Results of the pilot study
What did the pilot study show? First, concerning the EU industrial presence, four out of the 11 substances displayed high vulnerability, highlighting a significant dependence on API production/supply sources outside the EU (see Figure 2). Supply chain risks were assessed as high by the marketing authorization holders for three molecules, indicating that there might be a link with low diversification as these marketing authorization holders are dependent on a limited number of suppliers across their supply chain tiers. The marketing authorization holders of the other eight drug substances reported medium risks in their supply chains. Lastly, the economic viability indicator points to pressing economic challenges for four substances, with marketing authorization holders citing economic challenges, such as cost/price pressures, high competition, energy costs and inflation, continuous delays, and unsustainability of the market because product prices are below costs in certain EU member states.

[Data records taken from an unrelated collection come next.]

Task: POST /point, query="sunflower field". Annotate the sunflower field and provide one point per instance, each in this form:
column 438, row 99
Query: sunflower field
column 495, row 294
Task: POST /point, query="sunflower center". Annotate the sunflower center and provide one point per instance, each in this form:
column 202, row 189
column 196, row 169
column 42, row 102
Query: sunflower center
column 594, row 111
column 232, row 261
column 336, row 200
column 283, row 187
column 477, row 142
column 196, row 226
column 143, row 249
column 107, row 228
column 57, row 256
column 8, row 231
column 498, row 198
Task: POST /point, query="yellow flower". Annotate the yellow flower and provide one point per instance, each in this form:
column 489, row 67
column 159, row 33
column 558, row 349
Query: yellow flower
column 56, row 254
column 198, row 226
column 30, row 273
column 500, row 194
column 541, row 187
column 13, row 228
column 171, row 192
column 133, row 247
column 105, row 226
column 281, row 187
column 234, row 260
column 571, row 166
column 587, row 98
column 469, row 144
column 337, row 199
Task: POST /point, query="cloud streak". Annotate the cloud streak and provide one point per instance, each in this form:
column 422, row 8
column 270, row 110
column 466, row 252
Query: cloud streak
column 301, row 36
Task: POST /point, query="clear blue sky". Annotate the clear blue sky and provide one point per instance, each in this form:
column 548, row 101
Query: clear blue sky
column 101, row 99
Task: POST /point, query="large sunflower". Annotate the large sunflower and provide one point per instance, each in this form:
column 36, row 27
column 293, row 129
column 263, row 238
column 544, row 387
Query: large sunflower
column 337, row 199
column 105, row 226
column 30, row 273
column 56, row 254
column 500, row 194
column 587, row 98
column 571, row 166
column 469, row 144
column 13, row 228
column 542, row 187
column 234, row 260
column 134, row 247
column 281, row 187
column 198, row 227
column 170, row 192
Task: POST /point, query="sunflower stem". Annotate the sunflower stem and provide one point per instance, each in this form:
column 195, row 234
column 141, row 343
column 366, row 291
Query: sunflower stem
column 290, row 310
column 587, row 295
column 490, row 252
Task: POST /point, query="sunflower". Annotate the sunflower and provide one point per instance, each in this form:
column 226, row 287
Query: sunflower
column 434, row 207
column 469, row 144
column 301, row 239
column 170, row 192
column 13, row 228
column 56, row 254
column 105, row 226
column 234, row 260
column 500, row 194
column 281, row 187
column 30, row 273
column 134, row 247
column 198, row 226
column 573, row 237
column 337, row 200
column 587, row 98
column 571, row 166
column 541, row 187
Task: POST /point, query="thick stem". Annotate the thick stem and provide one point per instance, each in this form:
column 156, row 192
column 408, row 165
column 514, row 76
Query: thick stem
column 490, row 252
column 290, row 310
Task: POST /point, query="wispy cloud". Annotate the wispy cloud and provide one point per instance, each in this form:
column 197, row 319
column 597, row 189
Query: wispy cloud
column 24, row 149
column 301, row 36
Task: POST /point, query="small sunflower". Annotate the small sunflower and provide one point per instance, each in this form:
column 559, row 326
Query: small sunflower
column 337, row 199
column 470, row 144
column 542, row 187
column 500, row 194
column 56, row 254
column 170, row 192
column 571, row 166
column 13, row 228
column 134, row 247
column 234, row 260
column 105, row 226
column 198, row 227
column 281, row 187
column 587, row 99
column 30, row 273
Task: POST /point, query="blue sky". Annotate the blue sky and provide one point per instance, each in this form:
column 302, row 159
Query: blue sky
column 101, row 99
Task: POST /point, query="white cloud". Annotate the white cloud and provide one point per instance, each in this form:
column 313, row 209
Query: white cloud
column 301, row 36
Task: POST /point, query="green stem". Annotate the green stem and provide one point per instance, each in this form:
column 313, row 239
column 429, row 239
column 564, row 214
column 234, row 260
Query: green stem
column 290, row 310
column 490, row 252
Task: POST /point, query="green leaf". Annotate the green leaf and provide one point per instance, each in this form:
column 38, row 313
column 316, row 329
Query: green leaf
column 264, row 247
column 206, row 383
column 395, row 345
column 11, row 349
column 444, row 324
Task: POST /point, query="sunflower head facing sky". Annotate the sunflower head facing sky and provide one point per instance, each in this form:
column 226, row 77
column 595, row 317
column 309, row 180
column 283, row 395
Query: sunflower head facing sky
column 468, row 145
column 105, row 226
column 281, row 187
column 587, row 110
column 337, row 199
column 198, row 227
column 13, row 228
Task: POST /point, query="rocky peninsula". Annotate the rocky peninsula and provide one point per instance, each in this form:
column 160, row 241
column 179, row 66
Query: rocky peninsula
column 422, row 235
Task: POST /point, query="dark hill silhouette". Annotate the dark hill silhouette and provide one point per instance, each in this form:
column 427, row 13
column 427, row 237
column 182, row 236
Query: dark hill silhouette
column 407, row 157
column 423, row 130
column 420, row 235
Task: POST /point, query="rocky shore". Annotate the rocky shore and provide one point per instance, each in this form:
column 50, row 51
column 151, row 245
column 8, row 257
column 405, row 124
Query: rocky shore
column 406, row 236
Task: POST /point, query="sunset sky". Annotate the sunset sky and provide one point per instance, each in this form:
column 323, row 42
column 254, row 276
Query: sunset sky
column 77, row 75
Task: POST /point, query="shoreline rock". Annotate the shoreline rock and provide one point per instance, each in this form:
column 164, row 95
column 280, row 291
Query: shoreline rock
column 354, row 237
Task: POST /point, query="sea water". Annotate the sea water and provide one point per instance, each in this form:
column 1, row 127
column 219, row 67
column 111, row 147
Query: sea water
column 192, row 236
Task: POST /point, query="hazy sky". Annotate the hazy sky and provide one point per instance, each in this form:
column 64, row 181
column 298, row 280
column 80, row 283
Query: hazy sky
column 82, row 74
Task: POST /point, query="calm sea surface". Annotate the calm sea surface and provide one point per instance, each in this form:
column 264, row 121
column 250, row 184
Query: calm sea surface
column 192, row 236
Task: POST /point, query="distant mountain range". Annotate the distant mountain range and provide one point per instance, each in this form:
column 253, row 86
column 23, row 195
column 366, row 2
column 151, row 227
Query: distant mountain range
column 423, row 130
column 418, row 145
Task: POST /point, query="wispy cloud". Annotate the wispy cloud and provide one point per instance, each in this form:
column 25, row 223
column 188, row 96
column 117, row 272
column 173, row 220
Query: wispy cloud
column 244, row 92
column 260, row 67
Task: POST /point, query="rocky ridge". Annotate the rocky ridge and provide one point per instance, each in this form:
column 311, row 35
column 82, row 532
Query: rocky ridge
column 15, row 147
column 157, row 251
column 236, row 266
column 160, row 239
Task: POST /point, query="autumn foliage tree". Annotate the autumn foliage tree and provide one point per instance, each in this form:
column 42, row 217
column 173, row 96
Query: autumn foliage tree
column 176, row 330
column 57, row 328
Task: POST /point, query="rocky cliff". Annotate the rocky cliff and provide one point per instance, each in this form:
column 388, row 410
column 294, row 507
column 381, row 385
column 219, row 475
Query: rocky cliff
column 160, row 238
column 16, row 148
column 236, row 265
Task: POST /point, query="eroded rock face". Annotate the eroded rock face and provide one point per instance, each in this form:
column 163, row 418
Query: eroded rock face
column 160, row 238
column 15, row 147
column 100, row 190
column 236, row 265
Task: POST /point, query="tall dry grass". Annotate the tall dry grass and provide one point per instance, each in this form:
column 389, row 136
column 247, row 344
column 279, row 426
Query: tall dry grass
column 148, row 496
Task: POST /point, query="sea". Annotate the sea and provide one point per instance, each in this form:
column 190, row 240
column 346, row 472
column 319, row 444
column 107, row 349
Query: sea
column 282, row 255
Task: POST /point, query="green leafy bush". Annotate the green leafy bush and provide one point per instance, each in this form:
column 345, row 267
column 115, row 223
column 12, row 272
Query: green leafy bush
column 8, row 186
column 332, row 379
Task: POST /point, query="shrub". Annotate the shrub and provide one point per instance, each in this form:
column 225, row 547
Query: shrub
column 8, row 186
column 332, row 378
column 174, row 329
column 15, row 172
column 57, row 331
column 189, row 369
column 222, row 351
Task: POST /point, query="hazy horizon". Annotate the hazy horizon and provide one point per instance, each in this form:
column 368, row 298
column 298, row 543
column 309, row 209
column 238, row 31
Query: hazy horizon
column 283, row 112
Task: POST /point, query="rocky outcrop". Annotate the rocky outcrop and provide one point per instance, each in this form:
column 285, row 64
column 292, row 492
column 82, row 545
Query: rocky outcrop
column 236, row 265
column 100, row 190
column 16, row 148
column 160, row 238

Data collected and analyzed from EU member states showed that the root causes of medicines shortages vary from manufacturing issues, quality issues, and an unexpected increase in demand. The study pointed out that  a lot of information on shortage notifications lacked specificity regarding the root cause. The analysis of the information available revealed that shortages of critical medicines analyzed at an EU/EEA level primarily come from manufacturing issues and unexpected increases in demand.

Several other key findings were noted in the pilot study (see Figure 2). All 11 products analyzed in the study have over 30% of their supply coming from a single country or manufacturer, which underscores a risk of vulnerability as this concentration increases the risk of supply chain disruption due to geopolitical issues, trade restrictions, or production problems. The mixed results in the diversification of manufacturing sites reveal that while some supply chains may be robust, others lack the necessary resilience. The study concluded that this variable resilience suggests a need for targeted strategies to diversify production sites to mitigate risks associated with localized disruptions. Moreover, the complex landscape of unpredictable demand for these substances in the pilot indicates vulnerability to rapid changes in market conditions, which can complicate supply chain planning and response strategies. The study concluded that uncertainty may require more flexible and responsive supply chain systems to adapt quickly to changing market demands. Economic viability challenges affecting four of the substances point to vulnerabilities that could compromise their long-term sustainability and profitability. The study says that addressing these economic challenges is crucial to maintaining the health and viability of these supply chains.